Nov 25, 2007

France unveils new anti-piracy laws


Well, anyone expecting anything innovative from 'Sarko' clearly doesn't know their French politics very well. As most people who paid attention to the car burning debacle last year know, Sarkozy only knows how to use brute force to solve a problem. If its Algerians being forced out of the labour market and having to turn to crime to survive, tough luck. Equally, if its a tricky legal and economic issue that wont go away, just stop the people who created it from going online.

Now, I hate to point this out. In general, I am supportive of artist copyright laws, because its means they get to eat and live in a generally acceptable manner. But the simple fact is that the issue of downloading is not going to go away. Internet laws are barely enforced in first world nations, how are they going to stop people in Brazil or Russia (where there are thriving internet file-sharing cultures) from uploading and downloading?

The issue isn't going to go away, and some people have recognized this. A long term solution would be to look towards our socieities views on artists, intellectual copyright and the economics of the internet and music/film/book world. People have suggested solutions, including artistic support tokens, which can be given to artists and cashed in, for suitable amounts of money (raised via a general tax). Other economic plans, such as Basic Income or versions of Guaranteed Income (such as negative income, as proposed by Milton Friedman) could also work in favour of artists.

Some people are waking up to this, it seems. Radiohead and Saul Williams have taken this route recently, allowing customers to decide how much they want to pay for an album, from nothing upwards. But for now, they are minor voices against, firstly, the music corporations and secondly, proponents of the Anglo-American, big-government definition of the Free Market, who shudder in horror at ideas like the Negative Income Tax, despite their libertarian origins.

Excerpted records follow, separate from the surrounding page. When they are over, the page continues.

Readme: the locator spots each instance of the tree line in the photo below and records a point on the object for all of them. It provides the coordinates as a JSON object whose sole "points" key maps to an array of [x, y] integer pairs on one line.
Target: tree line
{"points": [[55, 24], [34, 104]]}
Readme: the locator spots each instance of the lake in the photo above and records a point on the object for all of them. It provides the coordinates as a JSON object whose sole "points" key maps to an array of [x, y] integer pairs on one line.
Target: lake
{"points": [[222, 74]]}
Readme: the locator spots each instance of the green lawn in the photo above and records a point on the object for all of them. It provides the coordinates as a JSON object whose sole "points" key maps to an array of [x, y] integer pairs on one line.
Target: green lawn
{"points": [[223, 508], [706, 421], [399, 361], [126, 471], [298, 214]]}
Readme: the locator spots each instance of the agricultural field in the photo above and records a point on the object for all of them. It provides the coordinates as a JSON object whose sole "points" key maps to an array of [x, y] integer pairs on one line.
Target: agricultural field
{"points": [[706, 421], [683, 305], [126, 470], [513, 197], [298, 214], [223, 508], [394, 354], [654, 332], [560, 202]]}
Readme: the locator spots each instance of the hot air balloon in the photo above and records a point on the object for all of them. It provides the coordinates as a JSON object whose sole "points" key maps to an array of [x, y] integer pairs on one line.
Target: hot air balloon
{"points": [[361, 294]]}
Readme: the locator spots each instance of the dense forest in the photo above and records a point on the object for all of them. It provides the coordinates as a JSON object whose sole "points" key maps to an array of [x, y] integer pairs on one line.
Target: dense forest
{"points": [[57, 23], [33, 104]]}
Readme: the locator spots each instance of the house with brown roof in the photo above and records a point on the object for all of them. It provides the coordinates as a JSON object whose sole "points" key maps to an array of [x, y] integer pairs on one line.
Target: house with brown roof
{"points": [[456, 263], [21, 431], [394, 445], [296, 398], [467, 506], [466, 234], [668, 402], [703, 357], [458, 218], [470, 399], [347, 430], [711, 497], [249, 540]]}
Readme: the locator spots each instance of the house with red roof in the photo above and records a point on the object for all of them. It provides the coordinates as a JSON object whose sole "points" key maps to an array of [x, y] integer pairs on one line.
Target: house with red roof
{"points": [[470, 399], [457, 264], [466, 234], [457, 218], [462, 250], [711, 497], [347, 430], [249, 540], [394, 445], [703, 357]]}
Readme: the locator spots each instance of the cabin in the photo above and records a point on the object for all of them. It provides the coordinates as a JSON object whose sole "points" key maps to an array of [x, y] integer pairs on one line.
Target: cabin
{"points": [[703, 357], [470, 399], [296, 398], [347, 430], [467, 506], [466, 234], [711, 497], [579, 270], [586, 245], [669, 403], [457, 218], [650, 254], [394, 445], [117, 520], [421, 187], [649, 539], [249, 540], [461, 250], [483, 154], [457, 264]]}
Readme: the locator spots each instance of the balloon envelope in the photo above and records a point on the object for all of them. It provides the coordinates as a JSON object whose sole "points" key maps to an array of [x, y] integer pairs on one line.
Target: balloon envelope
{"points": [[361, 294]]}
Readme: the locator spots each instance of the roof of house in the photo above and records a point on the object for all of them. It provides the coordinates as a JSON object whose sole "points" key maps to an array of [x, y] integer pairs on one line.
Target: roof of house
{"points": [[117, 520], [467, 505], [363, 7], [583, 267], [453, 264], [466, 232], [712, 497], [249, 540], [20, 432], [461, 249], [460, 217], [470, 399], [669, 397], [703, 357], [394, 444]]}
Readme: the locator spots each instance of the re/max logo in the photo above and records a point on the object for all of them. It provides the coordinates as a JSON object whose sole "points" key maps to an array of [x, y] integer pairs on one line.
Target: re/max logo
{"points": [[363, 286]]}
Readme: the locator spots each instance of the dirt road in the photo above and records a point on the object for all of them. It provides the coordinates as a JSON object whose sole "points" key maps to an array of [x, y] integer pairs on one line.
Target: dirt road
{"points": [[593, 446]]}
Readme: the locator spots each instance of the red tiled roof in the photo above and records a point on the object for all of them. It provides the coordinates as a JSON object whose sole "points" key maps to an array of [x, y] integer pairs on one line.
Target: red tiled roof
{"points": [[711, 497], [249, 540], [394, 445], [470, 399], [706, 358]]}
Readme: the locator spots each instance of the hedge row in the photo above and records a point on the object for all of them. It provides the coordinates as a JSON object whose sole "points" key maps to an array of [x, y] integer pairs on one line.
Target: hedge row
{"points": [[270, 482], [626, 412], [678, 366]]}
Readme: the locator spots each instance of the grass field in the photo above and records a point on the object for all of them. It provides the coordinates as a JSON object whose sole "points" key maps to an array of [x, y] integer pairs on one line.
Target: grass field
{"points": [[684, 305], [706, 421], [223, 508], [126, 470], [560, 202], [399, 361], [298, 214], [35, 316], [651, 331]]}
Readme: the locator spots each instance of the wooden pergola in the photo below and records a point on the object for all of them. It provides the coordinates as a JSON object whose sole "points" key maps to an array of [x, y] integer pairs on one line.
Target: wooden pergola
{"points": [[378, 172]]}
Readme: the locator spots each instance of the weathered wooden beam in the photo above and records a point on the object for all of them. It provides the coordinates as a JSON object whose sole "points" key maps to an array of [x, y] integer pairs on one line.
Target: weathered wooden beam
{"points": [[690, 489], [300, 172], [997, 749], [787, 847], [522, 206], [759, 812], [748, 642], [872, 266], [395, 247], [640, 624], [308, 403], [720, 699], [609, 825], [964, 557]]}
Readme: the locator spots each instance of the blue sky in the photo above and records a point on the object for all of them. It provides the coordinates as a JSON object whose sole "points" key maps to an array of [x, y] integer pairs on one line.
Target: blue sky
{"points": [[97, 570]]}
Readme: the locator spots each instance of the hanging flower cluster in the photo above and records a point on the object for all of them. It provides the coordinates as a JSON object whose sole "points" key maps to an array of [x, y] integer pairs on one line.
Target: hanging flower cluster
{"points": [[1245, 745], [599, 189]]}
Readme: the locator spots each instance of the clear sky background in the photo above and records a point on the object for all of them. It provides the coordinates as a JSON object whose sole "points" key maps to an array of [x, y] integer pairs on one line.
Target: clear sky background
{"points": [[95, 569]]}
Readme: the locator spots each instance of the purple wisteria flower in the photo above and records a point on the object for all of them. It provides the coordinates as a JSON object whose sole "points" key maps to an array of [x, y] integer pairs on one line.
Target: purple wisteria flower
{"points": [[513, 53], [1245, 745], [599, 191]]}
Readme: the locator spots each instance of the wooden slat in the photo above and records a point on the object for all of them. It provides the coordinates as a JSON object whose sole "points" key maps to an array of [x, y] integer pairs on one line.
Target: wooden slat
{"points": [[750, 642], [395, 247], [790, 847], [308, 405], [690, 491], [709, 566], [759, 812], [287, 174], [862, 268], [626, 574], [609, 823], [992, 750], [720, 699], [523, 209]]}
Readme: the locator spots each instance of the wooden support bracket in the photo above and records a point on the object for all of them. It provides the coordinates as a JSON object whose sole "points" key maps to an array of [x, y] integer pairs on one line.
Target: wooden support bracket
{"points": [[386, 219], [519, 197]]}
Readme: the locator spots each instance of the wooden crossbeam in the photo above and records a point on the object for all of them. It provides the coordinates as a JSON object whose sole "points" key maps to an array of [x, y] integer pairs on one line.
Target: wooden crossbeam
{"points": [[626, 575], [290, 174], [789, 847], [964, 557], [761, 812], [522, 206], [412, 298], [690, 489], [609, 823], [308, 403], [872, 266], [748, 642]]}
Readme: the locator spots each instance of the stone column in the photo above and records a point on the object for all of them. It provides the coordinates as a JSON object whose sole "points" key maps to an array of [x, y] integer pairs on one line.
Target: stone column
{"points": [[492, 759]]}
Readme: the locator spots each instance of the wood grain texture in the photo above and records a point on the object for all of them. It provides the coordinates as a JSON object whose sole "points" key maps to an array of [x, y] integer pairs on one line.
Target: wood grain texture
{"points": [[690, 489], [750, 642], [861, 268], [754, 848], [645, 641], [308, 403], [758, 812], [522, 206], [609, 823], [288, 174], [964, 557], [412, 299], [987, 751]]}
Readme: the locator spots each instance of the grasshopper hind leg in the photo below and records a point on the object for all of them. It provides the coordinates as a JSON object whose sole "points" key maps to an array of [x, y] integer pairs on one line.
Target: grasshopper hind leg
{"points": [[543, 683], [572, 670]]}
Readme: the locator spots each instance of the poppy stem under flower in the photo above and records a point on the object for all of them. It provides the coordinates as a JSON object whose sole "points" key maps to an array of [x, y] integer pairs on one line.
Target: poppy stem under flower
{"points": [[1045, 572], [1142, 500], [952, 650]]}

Also, I noted with interest, Sarkozy was saying this was
"A decisive moment for the future of a civilised internet"

One of the things I love about the internet is that it is not civilized. Sure, there are bastions of near law and order, but they are islands in a sea of anarchy. In an increasingly "civilized" world, I like the fact there are places we can go where these rules sometimes do not apply. Even better, unlike real places where the rule of law does not exist (like Somalia, Iraq etc) there is very little chance of you getting killed. And I don't even have to dress up and learn the language to go there.

This just could be my Nietzschean side coming out "to venture into states where it is not permitted to not be a barbarian" so to speak. But civilizing the internet would be essentially the same as taming it, breaking it. I like the dark, deep corners of the web, where people don't feel constrained by many social norms, that they feel free to act like their truly fucked up selves without any social cost. Obviously, those in power do not. Trying to civilize the internet reminds me of the stupid "make bloggers respectful" campaign or whatever it was called, which the government was trying to encourage people to do. Fuck that noise.

Gah, now my headache is coming back and I want to hit someone. Later.